1. Take black chickpeas in a pressure cooker, add ¼ tsp of salt and 2 cups of water. Pressure-cook them till they are just tender. (Take caution not overcook them.) Drain and keep aside.
2. Meanwhile - roast tomatoes and onions in half teaspoon of oil. When they are little bit cool, grind them to smooth paste. Also prepare coconut milk and g-g-g paste and c-c-c-c powder.
3. Cook 1 and 2 together. In a big sauce pan, heat 1 teaspoon of oil, toast 1 tsp of each, mustard seeds, cumin, minced garlic and curry leaves, add the sauce and seasonings and half cup of water. Cover and cook them for about 10 minutes. Stir in black chickpeas and coconut milk and simmer them, stirring in between until the curry reaches the thickness you desire or for about 10-15 minutes on medium heat.
Serve hot with ruti or with rice.

Basmati Pulao With Raita


Ingredients:

Tomatoes and Veggies:
15 to 20 cherry tomatoes or 1 pound ripe tomatoes of any variety - chopped
1 onion and 6 green chillies - finely chopped lengthwise
½ cup of finely chopped fresh cilantro
1 cup of frozen fresh chickpeas

Basmati Rice:
1 cup of basmati rice and 2½ cups of water

For Masala:
2 each - cardamom pods and cloves
1 inch piece of cinnamon stick
½ teaspoon of black peppercorn
Coarsely grind these together.
Salt, bay leaf and ghee or oil to taste

Instructions:

1. In a large saucepan, heat ghee/oil. Add and sauté the onions until soft and red.

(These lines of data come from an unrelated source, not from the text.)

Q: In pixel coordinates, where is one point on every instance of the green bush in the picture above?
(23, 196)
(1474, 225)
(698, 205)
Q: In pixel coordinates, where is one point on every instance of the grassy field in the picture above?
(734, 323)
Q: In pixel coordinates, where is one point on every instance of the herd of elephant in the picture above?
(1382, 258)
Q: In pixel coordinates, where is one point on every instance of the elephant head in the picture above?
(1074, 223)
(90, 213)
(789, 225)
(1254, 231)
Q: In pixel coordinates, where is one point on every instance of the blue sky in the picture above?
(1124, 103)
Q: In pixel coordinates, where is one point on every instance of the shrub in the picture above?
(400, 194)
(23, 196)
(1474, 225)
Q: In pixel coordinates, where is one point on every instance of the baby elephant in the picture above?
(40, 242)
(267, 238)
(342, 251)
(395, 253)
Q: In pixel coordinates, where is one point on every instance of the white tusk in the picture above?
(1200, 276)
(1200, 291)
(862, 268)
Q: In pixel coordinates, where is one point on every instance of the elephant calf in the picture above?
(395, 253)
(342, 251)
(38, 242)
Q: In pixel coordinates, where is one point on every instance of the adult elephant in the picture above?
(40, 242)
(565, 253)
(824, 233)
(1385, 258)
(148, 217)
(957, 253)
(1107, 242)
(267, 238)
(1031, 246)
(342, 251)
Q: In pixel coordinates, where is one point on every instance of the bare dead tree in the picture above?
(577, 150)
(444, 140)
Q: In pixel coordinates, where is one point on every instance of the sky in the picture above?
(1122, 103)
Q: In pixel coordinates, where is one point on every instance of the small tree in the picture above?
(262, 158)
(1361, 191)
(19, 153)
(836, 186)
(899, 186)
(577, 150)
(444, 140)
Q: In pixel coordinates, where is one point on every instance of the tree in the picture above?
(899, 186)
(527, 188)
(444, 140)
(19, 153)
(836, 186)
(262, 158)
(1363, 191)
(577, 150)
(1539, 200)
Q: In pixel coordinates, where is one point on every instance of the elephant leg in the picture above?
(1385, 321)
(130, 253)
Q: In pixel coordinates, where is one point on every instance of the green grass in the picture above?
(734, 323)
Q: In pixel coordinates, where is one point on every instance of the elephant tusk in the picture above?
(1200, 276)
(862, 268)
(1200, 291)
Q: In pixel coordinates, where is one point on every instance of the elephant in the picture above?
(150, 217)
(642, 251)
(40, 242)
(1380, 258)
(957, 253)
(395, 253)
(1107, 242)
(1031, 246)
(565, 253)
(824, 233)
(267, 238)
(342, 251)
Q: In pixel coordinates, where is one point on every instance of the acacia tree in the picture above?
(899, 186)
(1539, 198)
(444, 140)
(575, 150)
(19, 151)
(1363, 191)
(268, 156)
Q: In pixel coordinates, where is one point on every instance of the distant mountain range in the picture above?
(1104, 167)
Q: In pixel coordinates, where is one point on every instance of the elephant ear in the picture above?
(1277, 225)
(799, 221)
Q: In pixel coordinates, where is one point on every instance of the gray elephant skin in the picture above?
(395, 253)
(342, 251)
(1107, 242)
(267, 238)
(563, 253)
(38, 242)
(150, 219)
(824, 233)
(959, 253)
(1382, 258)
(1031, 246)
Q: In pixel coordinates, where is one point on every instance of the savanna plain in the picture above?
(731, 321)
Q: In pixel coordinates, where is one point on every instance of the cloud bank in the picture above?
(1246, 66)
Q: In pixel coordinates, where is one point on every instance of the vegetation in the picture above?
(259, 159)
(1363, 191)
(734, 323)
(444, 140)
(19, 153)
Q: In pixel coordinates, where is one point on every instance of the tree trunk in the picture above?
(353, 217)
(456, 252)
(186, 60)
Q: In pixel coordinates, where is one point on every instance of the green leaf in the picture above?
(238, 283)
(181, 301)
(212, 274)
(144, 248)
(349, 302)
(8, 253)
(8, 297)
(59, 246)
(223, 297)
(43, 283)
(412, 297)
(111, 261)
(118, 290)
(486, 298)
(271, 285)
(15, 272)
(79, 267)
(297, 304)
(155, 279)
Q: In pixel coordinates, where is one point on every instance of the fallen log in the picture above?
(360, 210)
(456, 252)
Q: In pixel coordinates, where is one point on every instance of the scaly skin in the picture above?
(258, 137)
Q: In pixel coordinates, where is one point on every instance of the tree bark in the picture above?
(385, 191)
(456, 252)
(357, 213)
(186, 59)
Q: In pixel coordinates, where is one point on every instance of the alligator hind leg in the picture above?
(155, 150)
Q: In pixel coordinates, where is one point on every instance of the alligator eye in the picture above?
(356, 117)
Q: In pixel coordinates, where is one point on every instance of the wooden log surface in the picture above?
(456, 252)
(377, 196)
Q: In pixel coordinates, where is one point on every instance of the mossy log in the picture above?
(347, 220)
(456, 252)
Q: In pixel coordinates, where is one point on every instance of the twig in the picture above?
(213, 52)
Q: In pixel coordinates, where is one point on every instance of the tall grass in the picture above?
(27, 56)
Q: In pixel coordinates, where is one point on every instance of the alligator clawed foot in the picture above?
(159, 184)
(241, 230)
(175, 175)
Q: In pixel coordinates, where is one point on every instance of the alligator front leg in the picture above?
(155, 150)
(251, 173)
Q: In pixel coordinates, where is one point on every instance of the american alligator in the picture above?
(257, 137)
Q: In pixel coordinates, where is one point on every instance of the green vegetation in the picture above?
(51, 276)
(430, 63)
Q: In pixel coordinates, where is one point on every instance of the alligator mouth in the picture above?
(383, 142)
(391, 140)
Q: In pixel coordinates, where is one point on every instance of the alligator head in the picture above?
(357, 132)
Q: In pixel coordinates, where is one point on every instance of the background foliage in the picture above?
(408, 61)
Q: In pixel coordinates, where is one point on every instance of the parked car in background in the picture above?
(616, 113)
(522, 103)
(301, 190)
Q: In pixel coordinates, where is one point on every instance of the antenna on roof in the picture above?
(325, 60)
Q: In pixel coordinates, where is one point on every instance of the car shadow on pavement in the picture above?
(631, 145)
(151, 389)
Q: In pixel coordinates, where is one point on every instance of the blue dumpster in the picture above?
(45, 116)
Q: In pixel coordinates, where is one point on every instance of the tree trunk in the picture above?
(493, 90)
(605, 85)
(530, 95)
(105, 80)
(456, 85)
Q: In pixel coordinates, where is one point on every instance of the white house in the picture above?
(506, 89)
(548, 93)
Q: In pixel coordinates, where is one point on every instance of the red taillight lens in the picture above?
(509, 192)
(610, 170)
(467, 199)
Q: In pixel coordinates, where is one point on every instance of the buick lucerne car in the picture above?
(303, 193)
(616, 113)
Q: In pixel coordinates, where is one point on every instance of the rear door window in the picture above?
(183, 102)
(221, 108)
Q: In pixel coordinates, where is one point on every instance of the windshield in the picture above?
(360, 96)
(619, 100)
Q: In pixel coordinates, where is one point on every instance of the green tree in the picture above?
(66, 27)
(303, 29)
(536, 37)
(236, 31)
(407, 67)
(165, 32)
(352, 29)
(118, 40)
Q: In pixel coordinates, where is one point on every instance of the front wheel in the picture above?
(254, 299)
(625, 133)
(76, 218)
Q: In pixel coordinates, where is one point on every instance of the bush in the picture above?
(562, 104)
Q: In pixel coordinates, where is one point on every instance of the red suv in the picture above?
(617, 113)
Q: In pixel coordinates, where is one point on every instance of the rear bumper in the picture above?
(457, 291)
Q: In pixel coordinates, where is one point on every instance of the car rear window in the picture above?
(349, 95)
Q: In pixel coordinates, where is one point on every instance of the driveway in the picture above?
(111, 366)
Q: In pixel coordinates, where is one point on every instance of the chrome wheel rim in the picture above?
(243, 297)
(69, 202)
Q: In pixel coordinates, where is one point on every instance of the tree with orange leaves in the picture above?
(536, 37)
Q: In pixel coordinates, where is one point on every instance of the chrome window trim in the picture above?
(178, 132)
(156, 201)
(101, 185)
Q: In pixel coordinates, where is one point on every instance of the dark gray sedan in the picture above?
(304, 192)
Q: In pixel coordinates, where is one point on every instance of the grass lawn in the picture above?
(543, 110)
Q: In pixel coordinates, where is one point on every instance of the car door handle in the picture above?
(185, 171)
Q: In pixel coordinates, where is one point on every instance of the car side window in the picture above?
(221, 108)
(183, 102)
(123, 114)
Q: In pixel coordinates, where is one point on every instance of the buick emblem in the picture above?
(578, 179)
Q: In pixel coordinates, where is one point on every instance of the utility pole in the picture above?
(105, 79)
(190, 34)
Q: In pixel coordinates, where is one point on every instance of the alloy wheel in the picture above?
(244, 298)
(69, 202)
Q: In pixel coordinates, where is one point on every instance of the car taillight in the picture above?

2. Add the green chillies, masala powder, bay leaf and chickpeas, sauté for few minutes.

3. Stir in the cut tomatoes, juice, seeds everything. Increase the heat to high, cook them covered until the tomatoes when pressed with a spatula turn to soft, concentrated mush.

4. Stir in the basmati rice and salt. Add water and mix. On high heat, bring the water to boil. Reduce the heat to medium. Cover and cook for about 10 to 15 minutes or until all the water is absorbed. Mix only once and resist the temptation to stir frequently (frequent stirring breaks the rice and makes a soggy mess.) Turn off the heat and leave it to rest for about 5 minutes. Just before serving, sprinkle fresh cilantro, gently mix taking care not to brake the basmati rice.

Serve with kurma and/or raita (yogurt is mixed with salt, finely chopped onions, green chillies and grated carrot, cucumber).